Just like there are many roads that lead to Rome, just quietly, there are a few options on how you can get to see the ruins of Machu Picchu. It’s like a smorgasbord of adventures; you just have to pick the one that suits you. Read on for a brief summary of the options available.
Inca Trail – If asked, most people would assume the Inca Trail was the way to trek to Machu Picchu, and they are, of course correct for this is the most popular route to take along the original Inca road.
The Inca Trail is so popular in fact, that the Peruvian authorities now limit the number of trekkers to 500 per day, this is controlled by issuing permits which are sold out months in advance. The Inca Trail is not very long 43km (26miles) and usually completed in about four days and reaches a peak of around 4,200m at Dead Woman’s Pass – but don’t let the name put you off.
It’s not for the faint-hearted, you do need a good level of fitness, especially as the air is somewhat thin at that height which makes that 43km just a little bit harder to handle. With 500 trekkers per day it can get busy especially around the campsites.

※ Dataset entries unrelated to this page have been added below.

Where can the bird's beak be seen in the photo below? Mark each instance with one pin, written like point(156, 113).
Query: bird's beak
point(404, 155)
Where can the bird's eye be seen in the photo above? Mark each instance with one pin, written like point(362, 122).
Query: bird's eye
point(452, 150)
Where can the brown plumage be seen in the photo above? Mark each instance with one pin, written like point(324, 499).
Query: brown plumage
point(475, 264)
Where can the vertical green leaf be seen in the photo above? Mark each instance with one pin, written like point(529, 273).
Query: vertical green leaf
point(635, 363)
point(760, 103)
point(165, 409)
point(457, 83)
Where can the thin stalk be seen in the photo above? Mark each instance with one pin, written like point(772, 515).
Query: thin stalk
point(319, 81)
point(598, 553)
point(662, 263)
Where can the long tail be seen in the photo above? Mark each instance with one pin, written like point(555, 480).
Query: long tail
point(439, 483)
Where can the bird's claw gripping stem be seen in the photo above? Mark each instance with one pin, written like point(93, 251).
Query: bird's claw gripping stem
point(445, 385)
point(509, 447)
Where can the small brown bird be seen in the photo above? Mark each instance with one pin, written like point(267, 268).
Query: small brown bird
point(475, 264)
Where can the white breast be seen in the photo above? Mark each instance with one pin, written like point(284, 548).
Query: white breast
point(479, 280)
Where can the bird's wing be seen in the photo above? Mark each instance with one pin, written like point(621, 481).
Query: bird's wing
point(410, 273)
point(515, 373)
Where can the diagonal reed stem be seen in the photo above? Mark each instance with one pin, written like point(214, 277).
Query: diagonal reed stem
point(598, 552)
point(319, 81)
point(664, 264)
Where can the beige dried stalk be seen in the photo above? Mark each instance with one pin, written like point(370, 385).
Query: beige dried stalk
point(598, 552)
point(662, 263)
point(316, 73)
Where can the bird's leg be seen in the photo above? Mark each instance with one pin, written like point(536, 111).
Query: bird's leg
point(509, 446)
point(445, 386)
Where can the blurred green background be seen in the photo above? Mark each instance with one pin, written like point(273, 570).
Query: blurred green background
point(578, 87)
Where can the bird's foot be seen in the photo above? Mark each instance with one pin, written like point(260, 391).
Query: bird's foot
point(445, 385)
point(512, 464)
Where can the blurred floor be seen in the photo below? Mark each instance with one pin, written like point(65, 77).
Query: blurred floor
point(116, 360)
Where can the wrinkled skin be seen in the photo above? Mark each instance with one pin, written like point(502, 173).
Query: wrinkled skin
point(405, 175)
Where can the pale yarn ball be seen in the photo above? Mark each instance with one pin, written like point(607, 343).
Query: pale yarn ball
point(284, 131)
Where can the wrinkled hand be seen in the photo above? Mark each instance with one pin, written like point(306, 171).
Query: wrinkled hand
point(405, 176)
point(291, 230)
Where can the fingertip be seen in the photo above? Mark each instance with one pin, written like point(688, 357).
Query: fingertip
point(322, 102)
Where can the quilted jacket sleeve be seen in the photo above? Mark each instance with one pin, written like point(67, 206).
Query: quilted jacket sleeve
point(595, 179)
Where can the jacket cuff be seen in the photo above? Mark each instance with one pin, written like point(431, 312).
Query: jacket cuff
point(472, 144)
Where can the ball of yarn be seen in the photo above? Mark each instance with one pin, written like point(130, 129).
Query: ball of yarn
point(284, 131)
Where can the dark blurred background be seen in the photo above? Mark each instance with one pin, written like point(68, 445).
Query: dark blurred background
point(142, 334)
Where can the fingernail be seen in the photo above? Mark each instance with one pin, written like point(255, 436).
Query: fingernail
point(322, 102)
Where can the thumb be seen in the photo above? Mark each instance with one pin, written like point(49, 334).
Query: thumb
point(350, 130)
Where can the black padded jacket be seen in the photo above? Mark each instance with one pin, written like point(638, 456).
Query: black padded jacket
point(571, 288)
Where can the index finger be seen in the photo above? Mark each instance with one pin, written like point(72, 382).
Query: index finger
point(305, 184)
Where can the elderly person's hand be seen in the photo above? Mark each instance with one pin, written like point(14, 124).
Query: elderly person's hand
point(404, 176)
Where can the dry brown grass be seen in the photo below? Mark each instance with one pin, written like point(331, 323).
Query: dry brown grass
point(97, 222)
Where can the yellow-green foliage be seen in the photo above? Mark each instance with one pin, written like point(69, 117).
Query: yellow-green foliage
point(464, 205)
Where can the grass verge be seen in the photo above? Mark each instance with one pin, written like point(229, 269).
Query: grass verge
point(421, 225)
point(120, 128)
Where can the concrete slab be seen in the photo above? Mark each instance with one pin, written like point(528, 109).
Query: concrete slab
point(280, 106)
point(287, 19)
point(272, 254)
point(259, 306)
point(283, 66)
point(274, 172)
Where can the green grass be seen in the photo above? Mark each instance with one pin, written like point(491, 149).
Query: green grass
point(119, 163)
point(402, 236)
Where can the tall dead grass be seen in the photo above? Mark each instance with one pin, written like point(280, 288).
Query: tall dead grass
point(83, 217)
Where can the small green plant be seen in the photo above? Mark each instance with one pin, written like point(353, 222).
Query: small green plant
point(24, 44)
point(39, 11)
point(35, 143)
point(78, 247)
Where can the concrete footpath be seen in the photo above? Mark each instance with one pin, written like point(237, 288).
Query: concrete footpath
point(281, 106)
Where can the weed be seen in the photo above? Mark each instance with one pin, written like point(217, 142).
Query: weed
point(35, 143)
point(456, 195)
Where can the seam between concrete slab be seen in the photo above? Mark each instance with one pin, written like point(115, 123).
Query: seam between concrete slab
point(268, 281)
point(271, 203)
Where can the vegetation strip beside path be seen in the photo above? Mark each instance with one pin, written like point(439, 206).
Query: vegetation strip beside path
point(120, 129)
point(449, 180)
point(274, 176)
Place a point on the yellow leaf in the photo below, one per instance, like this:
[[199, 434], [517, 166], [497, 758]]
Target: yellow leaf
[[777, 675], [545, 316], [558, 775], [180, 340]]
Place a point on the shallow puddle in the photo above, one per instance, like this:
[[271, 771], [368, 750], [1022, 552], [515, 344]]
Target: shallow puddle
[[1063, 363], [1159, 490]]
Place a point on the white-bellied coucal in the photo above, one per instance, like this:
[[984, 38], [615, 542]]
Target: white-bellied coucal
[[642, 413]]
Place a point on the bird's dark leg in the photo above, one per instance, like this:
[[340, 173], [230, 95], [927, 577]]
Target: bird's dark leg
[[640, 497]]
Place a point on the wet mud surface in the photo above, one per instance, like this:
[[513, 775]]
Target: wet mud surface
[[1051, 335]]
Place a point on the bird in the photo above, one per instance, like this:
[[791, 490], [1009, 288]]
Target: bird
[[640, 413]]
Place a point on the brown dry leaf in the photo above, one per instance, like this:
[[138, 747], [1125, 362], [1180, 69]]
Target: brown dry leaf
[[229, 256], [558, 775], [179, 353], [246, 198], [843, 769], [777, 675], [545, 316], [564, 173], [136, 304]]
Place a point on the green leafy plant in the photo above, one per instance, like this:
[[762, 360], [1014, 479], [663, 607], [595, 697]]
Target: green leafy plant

But this is the main trek which allows you to walk right up to the Sun Gate at Machu Picchu, the other routes bus you to the final destination. It also has different ruins to look at along the way.
So if you are looking for an iconic bucket list tick and you don’t mind walking on a bit of a trekking highway, then this one is for you.
Lares Trek – If you were to consider there is a high road and a low road, this one is probably the middle road!
The Lares is much more remote and higher up into the mountains, reaching a peak of around 4,400m. Which one is harder depends on you, the Inca Trail has more up and down hill trekking, so can be tougher on your knees, but the Lares is higher, so the effects of altitude will test you a little bit more; slow and steady will win the day.
The Lares trek takes you through remote villages, so you are able to interact with the locals more, they really do not get to see many westerners, they are just as fascinated by you, as you are of them, especially the children. These really are traditional communities who still live, dress and go about their everyday life as they have done for centuries. Do not forget though, the last night on trek takes you by train to Aguas Calientes for a night in a hotel/lodge before taking an early bus to Machu Picchu in the morning.
So if it’s a more cultural experience you’re after while enjoying remoteness and solitude while trekking, this one is for you.
Salkantay Route – This is often the alternative option people take if they can’t get a permit for the Inca Trail, but be aware this is also a tougher option for the more hardcore trekkers.
It’s further and higher than the others, with a distance of approximately 60km starting around 3000m and reaching 4,600m, an extra day is often required to complete this trek. The Salkantay route will give you a great mixture of natural environments from lowland jungle to barren plains to snow-capped mountain peeks as you hike along rugged terrain rather than original roads.
If you want a more challenging trek with changing scenery then this one is for you.
The public transport option – Not much into trekking? Not to worry, you don’t have to miss out; you can still make it to Machu Picchu using public transport/taxis.
If you really were pushed for time you could make it from Cuzco to Machu Picchu and back in a day, but that’s not really ideal, if you’ve made it that far, take your time and enjoy the countryside.
There are no roads from Cuzco to the sacred site, so your options are to take the train to Aguas Calientes, which will take about 3.5hours, then a 20 minute bus ride for the final part of the journey, and the same in return. But perhaps a better option would be to spend a couple of days in and around Cuzco, take a bus or taxi along the scenic road to Ollantaytambo, and stay the night there.
Ollantaytambo has it’s own Inca ruins which are certainly worth a visit. Then head to Aguas Cailientes on the train, this is the only way to get there (without walking), again spend the night so you can be up early the following morning to take the bus to the Sun Gate of Machu Picchu at dawn – easily the best time of day to be there.
I mentioned at the beginning, getting to Machu Picchu is like a smorgasbord of adventures. It’s so user friendly, the great part is, if you are going to Peru with friends or family, you can plan your itinerary so you split up in Cuzco, each can take their preferred route to the historic site.
Imagine that, meeting at the Sungate to Machu Picchu at sunrise, so much more romantic than the top of The Empire State at sunset. That’s so old-hat!